The instant case does not present a mixed petition because none of Petitioner's claims are exhausted. It is unclear whether Palmer applies to a "non-mixed" petition. Assuming Palmer applies, Petitioner has more than sixty days remaining in the limitations period, and, thus, he is not in danger of running afoul of the statute of limitations so long as he diligently pursues his state court remedies. Therefore, a stay of these proceedings is not warranted.
Recommended Disposition
For the foregoing reasons, I recommend that the habeas corpus petition be dismissed for failure to exhaust available state-court remedies. I further recommend that a certificate of appealability be denied. See Slack v.
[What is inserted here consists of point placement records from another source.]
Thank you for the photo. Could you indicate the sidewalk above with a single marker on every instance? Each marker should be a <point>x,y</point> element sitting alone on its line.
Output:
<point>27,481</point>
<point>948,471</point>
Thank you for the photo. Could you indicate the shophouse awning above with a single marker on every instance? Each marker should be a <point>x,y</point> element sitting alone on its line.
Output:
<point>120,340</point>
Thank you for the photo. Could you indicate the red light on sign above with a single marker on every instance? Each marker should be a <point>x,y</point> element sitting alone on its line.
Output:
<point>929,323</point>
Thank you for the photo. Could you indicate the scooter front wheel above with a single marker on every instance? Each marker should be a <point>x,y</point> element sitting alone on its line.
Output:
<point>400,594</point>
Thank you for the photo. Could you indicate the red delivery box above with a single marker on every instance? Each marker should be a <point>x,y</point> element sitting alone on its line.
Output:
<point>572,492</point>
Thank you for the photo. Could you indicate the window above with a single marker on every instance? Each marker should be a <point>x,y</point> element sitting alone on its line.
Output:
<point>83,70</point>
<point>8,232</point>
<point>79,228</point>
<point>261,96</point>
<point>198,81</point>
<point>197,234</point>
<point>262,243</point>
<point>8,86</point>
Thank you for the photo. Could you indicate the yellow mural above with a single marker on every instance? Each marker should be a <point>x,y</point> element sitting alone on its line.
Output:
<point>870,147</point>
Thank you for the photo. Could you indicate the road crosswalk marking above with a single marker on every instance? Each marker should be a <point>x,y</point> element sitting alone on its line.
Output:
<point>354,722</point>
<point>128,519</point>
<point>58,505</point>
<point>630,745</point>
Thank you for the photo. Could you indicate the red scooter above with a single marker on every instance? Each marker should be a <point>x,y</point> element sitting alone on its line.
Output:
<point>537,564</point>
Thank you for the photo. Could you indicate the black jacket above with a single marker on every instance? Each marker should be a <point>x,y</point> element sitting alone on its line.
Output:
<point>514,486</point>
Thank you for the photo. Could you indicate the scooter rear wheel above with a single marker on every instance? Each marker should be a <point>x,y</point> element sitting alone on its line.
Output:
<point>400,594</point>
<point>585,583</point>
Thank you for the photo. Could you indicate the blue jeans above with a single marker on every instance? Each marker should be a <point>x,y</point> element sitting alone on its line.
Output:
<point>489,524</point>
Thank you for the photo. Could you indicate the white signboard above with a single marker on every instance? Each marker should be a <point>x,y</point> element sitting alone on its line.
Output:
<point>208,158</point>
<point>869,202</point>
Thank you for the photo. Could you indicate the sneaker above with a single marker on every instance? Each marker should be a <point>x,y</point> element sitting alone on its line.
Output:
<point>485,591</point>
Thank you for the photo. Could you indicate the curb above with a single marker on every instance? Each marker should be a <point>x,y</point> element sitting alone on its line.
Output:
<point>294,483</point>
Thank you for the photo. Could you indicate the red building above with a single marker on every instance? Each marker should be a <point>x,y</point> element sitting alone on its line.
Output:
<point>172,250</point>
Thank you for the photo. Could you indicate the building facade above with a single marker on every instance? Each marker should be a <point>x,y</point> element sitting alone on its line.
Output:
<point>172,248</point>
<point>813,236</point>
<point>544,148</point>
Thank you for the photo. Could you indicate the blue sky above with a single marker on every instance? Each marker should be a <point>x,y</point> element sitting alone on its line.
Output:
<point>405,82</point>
McDaniel, 529 U.S. 473 (2000).NOTICE TO PARTIES
Any objections to this Report and Recommendation must be filed and served within ten days of service of this notice on you. 28 U.S.C. § 636(b)(1)(C); FED. R. CIV. P. 72(b). All objections and responses to objections are governed by W.D. Mich. LCivR 72.3(b). Failure to file timely objections may constitute a waiver of any further right of appeal. United States v. Walters, 638 F.2d 947 (6th Cir. 1981); see Thomas v. Arn, 474 U.S. 140 (1985).